Given that the localhost/LXD provider is really only going to be used for developer and “let’s try this out” scenarios, I think it’s totally appropriate for conjure-up to bundle its own lxd.

petevg · May 11, 2017, 2:29pm

@mjfs: That is a very good point. And telling people about conjure-up.lxd gives them to tools to poke at auxiliary services in other snaps, which might help the snap ecosystem as a whole, in terms of giving people the mental toolkit to successfully troubleshoot snap issues.

I am +1 on the change.

drpaneas · June 17, 2017, 10:05am

I ran into all sorts of childish problems last night, exactly with that is discussed here.

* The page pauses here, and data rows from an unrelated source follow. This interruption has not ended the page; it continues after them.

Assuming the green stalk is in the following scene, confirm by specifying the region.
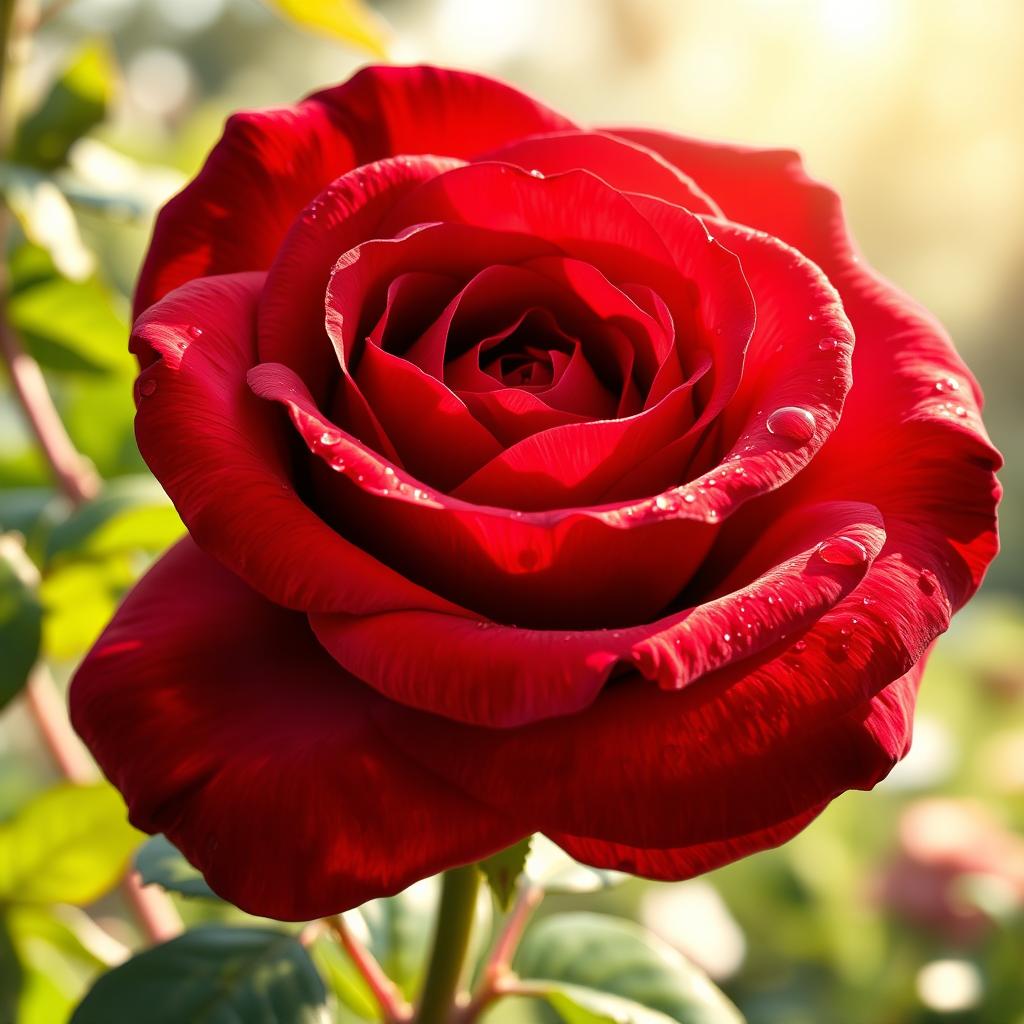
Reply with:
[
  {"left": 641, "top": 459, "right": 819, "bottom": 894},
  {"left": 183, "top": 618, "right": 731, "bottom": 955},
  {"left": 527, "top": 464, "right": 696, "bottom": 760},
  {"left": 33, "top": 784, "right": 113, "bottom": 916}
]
[{"left": 415, "top": 866, "right": 481, "bottom": 1024}]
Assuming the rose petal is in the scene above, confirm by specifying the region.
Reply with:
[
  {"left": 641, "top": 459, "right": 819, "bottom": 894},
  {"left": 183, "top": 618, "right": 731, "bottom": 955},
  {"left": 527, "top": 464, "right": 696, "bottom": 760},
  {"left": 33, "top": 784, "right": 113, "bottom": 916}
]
[
  {"left": 372, "top": 620, "right": 921, "bottom": 849},
  {"left": 248, "top": 361, "right": 719, "bottom": 627},
  {"left": 132, "top": 273, "right": 459, "bottom": 616},
  {"left": 136, "top": 64, "right": 574, "bottom": 318},
  {"left": 478, "top": 130, "right": 723, "bottom": 216},
  {"left": 309, "top": 499, "right": 883, "bottom": 726},
  {"left": 551, "top": 663, "right": 920, "bottom": 875},
  {"left": 69, "top": 539, "right": 526, "bottom": 919}
]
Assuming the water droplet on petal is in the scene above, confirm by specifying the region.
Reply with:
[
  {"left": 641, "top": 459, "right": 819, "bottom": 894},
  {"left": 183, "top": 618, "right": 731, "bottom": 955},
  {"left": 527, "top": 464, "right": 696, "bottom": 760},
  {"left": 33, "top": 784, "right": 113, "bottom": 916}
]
[
  {"left": 766, "top": 406, "right": 816, "bottom": 443},
  {"left": 320, "top": 431, "right": 340, "bottom": 446},
  {"left": 816, "top": 535, "right": 868, "bottom": 566},
  {"left": 818, "top": 337, "right": 838, "bottom": 351},
  {"left": 792, "top": 639, "right": 808, "bottom": 653},
  {"left": 655, "top": 493, "right": 677, "bottom": 512},
  {"left": 187, "top": 325, "right": 204, "bottom": 339},
  {"left": 954, "top": 405, "right": 967, "bottom": 418},
  {"left": 861, "top": 595, "right": 876, "bottom": 606},
  {"left": 139, "top": 378, "right": 157, "bottom": 397},
  {"left": 529, "top": 168, "right": 544, "bottom": 178},
  {"left": 934, "top": 376, "right": 960, "bottom": 393},
  {"left": 683, "top": 492, "right": 696, "bottom": 504},
  {"left": 722, "top": 633, "right": 731, "bottom": 643}
]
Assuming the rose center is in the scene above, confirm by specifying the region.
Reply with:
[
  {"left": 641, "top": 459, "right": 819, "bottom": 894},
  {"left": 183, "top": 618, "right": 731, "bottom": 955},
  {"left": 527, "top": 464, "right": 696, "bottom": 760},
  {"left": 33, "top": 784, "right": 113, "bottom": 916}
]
[{"left": 479, "top": 314, "right": 574, "bottom": 390}]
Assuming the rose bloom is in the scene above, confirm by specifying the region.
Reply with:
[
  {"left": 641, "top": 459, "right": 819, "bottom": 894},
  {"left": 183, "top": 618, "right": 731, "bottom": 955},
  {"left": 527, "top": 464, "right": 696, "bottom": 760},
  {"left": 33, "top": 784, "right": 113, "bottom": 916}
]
[{"left": 70, "top": 66, "right": 1000, "bottom": 920}]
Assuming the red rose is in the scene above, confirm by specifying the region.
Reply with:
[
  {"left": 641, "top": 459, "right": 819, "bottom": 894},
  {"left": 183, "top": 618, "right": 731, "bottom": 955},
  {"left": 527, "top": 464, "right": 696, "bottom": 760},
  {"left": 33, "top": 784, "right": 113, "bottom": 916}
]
[{"left": 70, "top": 65, "right": 1000, "bottom": 920}]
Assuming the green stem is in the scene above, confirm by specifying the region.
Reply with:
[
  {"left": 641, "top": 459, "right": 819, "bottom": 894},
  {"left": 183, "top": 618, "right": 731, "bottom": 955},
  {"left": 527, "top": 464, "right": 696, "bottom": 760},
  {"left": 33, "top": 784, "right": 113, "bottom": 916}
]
[{"left": 415, "top": 866, "right": 480, "bottom": 1024}]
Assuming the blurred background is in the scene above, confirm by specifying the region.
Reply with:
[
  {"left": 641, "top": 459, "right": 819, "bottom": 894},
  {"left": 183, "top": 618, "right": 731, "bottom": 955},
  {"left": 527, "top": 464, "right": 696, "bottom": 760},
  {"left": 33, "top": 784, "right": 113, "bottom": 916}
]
[{"left": 0, "top": 1, "right": 1021, "bottom": 1022}]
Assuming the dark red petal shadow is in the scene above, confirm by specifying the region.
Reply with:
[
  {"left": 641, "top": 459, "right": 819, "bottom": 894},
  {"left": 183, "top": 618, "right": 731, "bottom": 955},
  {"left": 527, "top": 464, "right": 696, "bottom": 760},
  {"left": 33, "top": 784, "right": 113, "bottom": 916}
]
[{"left": 69, "top": 539, "right": 527, "bottom": 920}]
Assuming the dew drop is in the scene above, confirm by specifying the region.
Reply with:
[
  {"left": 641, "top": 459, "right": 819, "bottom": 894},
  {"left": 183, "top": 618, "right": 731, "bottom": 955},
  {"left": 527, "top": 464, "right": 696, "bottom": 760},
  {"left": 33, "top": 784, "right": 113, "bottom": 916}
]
[
  {"left": 383, "top": 466, "right": 396, "bottom": 477},
  {"left": 187, "top": 325, "right": 204, "bottom": 339},
  {"left": 722, "top": 633, "right": 732, "bottom": 643},
  {"left": 683, "top": 492, "right": 696, "bottom": 504},
  {"left": 861, "top": 595, "right": 876, "bottom": 606},
  {"left": 934, "top": 376, "right": 960, "bottom": 394},
  {"left": 766, "top": 406, "right": 816, "bottom": 443},
  {"left": 818, "top": 337, "right": 838, "bottom": 352},
  {"left": 807, "top": 313, "right": 817, "bottom": 321},
  {"left": 792, "top": 639, "right": 808, "bottom": 653},
  {"left": 954, "top": 405, "right": 967, "bottom": 418},
  {"left": 655, "top": 493, "right": 677, "bottom": 512},
  {"left": 815, "top": 535, "right": 868, "bottom": 566},
  {"left": 529, "top": 168, "right": 544, "bottom": 178},
  {"left": 320, "top": 431, "right": 340, "bottom": 446},
  {"left": 139, "top": 378, "right": 157, "bottom": 397}
]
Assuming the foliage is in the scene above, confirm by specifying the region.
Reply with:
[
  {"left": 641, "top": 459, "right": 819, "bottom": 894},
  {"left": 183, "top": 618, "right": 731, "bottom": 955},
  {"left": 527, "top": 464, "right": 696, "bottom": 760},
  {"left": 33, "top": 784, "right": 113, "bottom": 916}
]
[{"left": 0, "top": 2, "right": 1020, "bottom": 1023}]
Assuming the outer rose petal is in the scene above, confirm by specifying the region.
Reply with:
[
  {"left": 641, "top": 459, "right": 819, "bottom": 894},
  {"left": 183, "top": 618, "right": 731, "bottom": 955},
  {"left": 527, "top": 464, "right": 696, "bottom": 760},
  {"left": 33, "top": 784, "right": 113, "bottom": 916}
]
[
  {"left": 610, "top": 126, "right": 1001, "bottom": 596},
  {"left": 551, "top": 663, "right": 920, "bottom": 877},
  {"left": 135, "top": 64, "right": 574, "bottom": 318},
  {"left": 477, "top": 130, "right": 723, "bottom": 217},
  {"left": 612, "top": 131, "right": 998, "bottom": 736},
  {"left": 372, "top": 630, "right": 922, "bottom": 851},
  {"left": 131, "top": 272, "right": 461, "bottom": 617},
  {"left": 68, "top": 539, "right": 528, "bottom": 920}
]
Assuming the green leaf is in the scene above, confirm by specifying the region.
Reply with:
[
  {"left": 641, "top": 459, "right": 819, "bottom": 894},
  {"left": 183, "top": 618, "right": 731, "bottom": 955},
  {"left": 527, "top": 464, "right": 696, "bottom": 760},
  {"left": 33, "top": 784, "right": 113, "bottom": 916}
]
[
  {"left": 515, "top": 913, "right": 744, "bottom": 1024},
  {"left": 1, "top": 170, "right": 94, "bottom": 279},
  {"left": 4, "top": 905, "right": 119, "bottom": 1024},
  {"left": 480, "top": 836, "right": 532, "bottom": 910},
  {"left": 264, "top": 0, "right": 390, "bottom": 56},
  {"left": 6, "top": 242, "right": 130, "bottom": 377},
  {"left": 44, "top": 476, "right": 183, "bottom": 565},
  {"left": 0, "top": 534, "right": 42, "bottom": 709},
  {"left": 0, "top": 913, "right": 24, "bottom": 1024},
  {"left": 71, "top": 927, "right": 330, "bottom": 1024},
  {"left": 0, "top": 783, "right": 140, "bottom": 905},
  {"left": 40, "top": 553, "right": 136, "bottom": 662},
  {"left": 13, "top": 41, "right": 116, "bottom": 170},
  {"left": 526, "top": 836, "right": 627, "bottom": 893},
  {"left": 309, "top": 935, "right": 377, "bottom": 1021},
  {"left": 135, "top": 835, "right": 217, "bottom": 901},
  {"left": 531, "top": 981, "right": 684, "bottom": 1024}
]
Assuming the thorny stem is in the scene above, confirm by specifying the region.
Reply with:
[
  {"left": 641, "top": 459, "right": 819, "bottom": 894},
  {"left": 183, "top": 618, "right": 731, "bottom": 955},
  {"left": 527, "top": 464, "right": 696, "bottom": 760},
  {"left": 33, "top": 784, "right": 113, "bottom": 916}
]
[
  {"left": 326, "top": 915, "right": 413, "bottom": 1023},
  {"left": 0, "top": 0, "right": 179, "bottom": 945}
]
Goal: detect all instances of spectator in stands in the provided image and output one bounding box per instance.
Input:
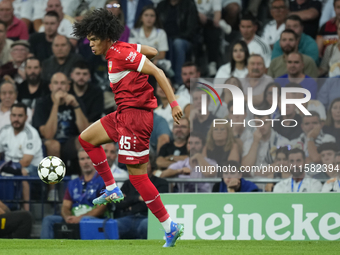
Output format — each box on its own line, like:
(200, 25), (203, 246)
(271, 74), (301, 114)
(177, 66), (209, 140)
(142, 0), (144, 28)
(242, 111), (291, 170)
(289, 0), (322, 39)
(268, 29), (318, 78)
(160, 133), (217, 192)
(261, 0), (288, 48)
(320, 0), (336, 27)
(156, 117), (189, 170)
(239, 14), (272, 68)
(227, 100), (253, 147)
(29, 11), (59, 63)
(195, 0), (231, 76)
(291, 111), (336, 163)
(323, 98), (340, 146)
(155, 79), (188, 130)
(120, 0), (153, 30)
(289, 82), (327, 123)
(314, 142), (339, 179)
(275, 52), (318, 99)
(261, 82), (282, 119)
(42, 35), (83, 82)
(149, 112), (171, 156)
(176, 62), (226, 118)
(18, 57), (49, 111)
(318, 76), (340, 109)
(106, 0), (130, 42)
(0, 200), (32, 238)
(319, 23), (340, 77)
(40, 148), (107, 239)
(204, 122), (240, 171)
(221, 77), (244, 106)
(33, 72), (89, 175)
(157, 0), (199, 85)
(114, 158), (167, 239)
(102, 142), (129, 188)
(215, 40), (249, 84)
(272, 15), (319, 64)
(242, 54), (274, 107)
(0, 0), (28, 41)
(271, 146), (291, 179)
(69, 61), (104, 123)
(212, 161), (260, 192)
(317, 0), (340, 58)
(37, 0), (78, 47)
(129, 6), (168, 65)
(273, 148), (322, 192)
(273, 91), (303, 140)
(221, 0), (241, 29)
(190, 88), (217, 138)
(63, 0), (106, 21)
(0, 40), (29, 84)
(0, 21), (13, 66)
(0, 103), (43, 176)
(0, 81), (32, 129)
(322, 151), (340, 192)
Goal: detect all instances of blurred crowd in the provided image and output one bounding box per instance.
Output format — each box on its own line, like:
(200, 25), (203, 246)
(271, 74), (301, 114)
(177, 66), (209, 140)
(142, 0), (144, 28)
(1, 0), (340, 239)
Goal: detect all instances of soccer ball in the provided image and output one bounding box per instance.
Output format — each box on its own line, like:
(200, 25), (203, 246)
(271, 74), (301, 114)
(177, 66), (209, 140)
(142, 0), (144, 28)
(38, 156), (66, 184)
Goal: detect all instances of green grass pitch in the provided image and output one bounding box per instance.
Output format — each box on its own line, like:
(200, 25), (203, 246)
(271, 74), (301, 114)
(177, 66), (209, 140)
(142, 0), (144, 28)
(2, 240), (340, 255)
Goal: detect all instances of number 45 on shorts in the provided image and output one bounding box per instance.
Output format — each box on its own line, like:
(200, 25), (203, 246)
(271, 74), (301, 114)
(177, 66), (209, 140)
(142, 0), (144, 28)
(120, 136), (131, 150)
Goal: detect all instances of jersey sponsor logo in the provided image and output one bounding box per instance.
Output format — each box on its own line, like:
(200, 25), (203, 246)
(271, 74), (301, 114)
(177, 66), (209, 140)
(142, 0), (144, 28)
(126, 157), (134, 160)
(126, 52), (137, 62)
(26, 143), (33, 150)
(109, 61), (112, 72)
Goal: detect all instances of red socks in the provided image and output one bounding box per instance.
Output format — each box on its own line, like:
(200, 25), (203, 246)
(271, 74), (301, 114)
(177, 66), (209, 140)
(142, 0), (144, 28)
(78, 136), (115, 186)
(129, 174), (169, 222)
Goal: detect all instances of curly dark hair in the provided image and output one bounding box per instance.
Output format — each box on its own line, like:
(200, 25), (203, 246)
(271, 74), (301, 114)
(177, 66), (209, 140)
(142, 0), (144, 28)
(72, 8), (124, 41)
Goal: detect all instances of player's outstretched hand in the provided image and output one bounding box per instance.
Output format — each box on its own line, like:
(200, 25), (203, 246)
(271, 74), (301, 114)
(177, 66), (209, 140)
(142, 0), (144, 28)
(172, 105), (183, 125)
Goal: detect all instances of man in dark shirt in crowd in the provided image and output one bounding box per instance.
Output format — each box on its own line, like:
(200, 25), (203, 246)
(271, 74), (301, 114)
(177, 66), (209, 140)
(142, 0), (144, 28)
(42, 35), (83, 82)
(33, 72), (89, 174)
(69, 61), (104, 123)
(289, 0), (322, 39)
(29, 11), (59, 63)
(156, 117), (189, 170)
(114, 160), (168, 239)
(18, 57), (49, 111)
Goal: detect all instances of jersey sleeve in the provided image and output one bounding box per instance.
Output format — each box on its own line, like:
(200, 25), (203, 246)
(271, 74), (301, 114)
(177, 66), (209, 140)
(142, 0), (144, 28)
(115, 45), (146, 72)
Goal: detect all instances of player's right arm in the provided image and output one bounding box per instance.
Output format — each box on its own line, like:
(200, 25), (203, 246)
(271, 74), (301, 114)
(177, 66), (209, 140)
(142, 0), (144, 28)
(141, 58), (183, 124)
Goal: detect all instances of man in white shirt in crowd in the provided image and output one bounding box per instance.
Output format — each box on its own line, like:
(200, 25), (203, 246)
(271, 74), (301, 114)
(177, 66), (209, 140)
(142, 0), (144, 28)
(0, 81), (32, 129)
(155, 78), (188, 130)
(0, 102), (43, 176)
(273, 148), (322, 192)
(241, 111), (291, 173)
(0, 21), (13, 66)
(322, 151), (340, 192)
(291, 111), (336, 164)
(239, 14), (272, 68)
(261, 0), (288, 48)
(36, 0), (77, 47)
(242, 54), (273, 107)
(102, 142), (128, 188)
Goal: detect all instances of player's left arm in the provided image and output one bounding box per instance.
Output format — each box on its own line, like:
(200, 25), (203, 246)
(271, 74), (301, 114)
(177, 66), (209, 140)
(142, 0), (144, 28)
(140, 45), (158, 60)
(141, 58), (183, 124)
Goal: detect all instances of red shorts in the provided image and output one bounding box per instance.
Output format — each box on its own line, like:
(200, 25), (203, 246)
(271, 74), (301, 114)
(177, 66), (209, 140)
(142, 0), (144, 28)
(101, 108), (153, 164)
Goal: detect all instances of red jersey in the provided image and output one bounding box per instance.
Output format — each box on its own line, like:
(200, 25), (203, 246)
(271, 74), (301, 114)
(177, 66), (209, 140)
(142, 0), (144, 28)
(106, 41), (157, 112)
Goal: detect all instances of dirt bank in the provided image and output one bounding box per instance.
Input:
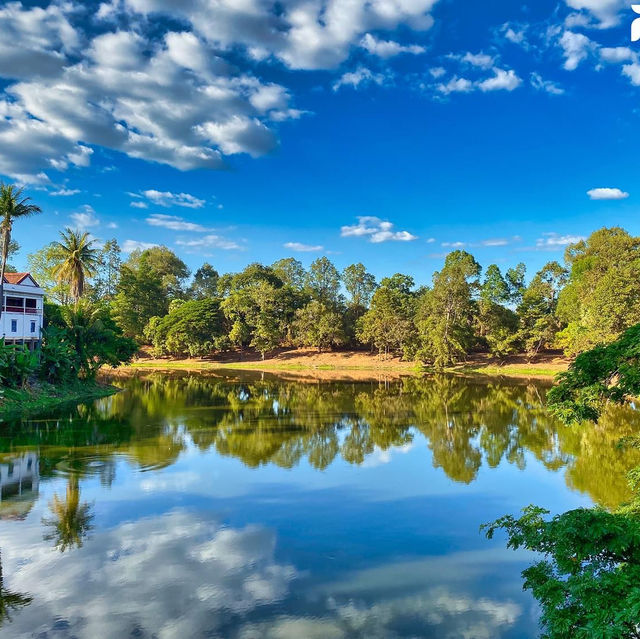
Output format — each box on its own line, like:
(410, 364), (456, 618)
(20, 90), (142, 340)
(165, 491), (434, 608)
(119, 347), (569, 380)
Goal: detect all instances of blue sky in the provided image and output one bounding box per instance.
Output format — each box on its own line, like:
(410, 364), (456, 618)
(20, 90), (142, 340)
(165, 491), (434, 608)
(2, 0), (640, 284)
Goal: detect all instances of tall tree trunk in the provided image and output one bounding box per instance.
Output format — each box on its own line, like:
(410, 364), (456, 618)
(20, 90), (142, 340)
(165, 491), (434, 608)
(0, 227), (10, 319)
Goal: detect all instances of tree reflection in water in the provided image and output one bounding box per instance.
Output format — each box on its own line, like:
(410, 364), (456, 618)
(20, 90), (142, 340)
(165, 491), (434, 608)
(2, 371), (639, 510)
(42, 475), (93, 552)
(0, 550), (31, 625)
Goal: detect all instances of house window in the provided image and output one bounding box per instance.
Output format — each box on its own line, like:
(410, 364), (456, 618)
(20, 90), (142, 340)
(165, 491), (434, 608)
(30, 321), (36, 333)
(10, 320), (17, 333)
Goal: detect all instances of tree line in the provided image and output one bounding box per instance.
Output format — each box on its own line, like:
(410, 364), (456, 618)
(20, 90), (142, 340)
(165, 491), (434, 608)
(22, 221), (640, 365)
(4, 182), (640, 366)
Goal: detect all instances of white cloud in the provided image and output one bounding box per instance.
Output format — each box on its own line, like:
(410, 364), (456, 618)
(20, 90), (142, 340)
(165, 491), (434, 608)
(530, 72), (565, 95)
(122, 239), (159, 252)
(0, 4), (313, 179)
(176, 234), (241, 251)
(437, 69), (521, 95)
(50, 187), (80, 196)
(341, 216), (417, 243)
(600, 46), (635, 63)
(142, 190), (206, 208)
(360, 34), (425, 58)
(70, 205), (100, 231)
(536, 232), (585, 248)
(622, 62), (640, 85)
(146, 214), (213, 231)
(564, 0), (625, 28)
(436, 76), (474, 95)
(284, 242), (324, 252)
(502, 24), (527, 46)
(333, 67), (388, 91)
(428, 67), (446, 78)
(477, 68), (521, 92)
(441, 241), (466, 248)
(559, 31), (594, 70)
(458, 52), (496, 69)
(587, 187), (629, 200)
(130, 201), (149, 209)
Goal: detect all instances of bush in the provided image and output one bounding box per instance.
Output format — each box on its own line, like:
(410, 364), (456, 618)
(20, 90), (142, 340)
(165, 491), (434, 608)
(0, 342), (38, 388)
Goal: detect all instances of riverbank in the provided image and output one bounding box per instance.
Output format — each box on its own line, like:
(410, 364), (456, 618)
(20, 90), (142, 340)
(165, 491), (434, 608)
(0, 381), (119, 421)
(122, 347), (569, 379)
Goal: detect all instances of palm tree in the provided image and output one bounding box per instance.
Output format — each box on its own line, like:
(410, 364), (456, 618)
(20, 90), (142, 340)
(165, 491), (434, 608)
(42, 475), (94, 552)
(0, 550), (32, 625)
(52, 228), (99, 302)
(0, 184), (42, 307)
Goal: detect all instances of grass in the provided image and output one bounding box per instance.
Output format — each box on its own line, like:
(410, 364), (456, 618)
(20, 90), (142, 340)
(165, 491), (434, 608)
(0, 380), (119, 421)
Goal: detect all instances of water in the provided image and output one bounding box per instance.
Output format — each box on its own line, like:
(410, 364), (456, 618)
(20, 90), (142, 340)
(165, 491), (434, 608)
(0, 371), (638, 639)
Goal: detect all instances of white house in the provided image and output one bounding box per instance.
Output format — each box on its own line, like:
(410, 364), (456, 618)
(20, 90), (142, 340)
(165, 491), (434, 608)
(1, 273), (45, 348)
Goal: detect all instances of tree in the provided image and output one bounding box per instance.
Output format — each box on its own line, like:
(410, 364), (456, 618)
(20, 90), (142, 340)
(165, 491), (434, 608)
(356, 274), (416, 356)
(483, 503), (640, 639)
(189, 263), (219, 299)
(112, 260), (166, 339)
(305, 257), (341, 305)
(1, 239), (19, 273)
(27, 243), (71, 304)
(145, 298), (225, 357)
(547, 323), (640, 424)
(51, 301), (137, 378)
(126, 246), (190, 300)
(557, 228), (640, 356)
(272, 258), (306, 290)
(505, 262), (526, 306)
(0, 183), (41, 305)
(416, 251), (481, 367)
(93, 239), (121, 300)
(51, 228), (100, 302)
(293, 301), (345, 351)
(343, 263), (377, 309)
(477, 264), (519, 358)
(517, 261), (567, 358)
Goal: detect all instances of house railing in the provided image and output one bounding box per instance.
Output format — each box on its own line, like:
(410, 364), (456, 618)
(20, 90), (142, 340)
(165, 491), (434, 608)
(2, 306), (41, 314)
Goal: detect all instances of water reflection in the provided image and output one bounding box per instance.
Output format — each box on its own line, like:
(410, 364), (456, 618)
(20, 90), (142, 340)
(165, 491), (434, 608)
(2, 372), (638, 508)
(0, 371), (638, 638)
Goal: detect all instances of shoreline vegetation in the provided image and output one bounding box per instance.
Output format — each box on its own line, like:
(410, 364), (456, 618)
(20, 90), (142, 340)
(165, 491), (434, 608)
(116, 346), (569, 379)
(0, 380), (119, 421)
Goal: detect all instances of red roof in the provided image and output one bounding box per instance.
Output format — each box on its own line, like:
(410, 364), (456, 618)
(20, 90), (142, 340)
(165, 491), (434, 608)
(3, 272), (39, 286)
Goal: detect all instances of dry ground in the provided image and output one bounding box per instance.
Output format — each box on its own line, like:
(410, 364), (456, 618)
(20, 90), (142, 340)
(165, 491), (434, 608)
(120, 347), (570, 380)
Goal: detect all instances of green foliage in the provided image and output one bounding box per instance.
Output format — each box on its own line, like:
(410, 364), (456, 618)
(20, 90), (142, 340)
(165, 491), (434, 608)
(39, 327), (78, 383)
(126, 245), (190, 300)
(27, 243), (72, 304)
(92, 239), (121, 300)
(0, 342), (37, 388)
(416, 251), (480, 367)
(484, 504), (640, 639)
(517, 261), (567, 357)
(356, 274), (416, 356)
(305, 256), (341, 305)
(343, 262), (377, 308)
(145, 298), (225, 357)
(112, 260), (167, 339)
(547, 323), (640, 424)
(271, 258), (306, 289)
(48, 301), (137, 379)
(51, 228), (100, 302)
(188, 263), (219, 299)
(292, 301), (345, 351)
(557, 228), (640, 356)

I’ve installed conjure-up from snaps, but when I tried to run conjure-up kubernetes it threw me some python traceback complaining about the lxd. The lxd package was not even installed in my system. I would have expected that a bundle, like what snaps claims to be, to take care of its dependencies. Then I ran into other problems also, but I suppose you all are already familiar with those.

Given that Canonical is actively boosting Kubernetes, you have to either quickly change the documentation (by default it doesn’t work) for installing Kubernetes localhost (see conjure-up with snaps, and LXD container issues) or somehow take care of the lxd infrastructure as a part of the snaps installation.

+1 on the change

adam.stokes · June 19, 2017, 2:37pm

As of 2.2 we do bundle LXD. So hopefully the childish problems you’ve run into are gone. If not, feel free to open a bug report and help us get those remaining issues fixed. Documentation has been updated just waiting for the auto sync to happen so they go live.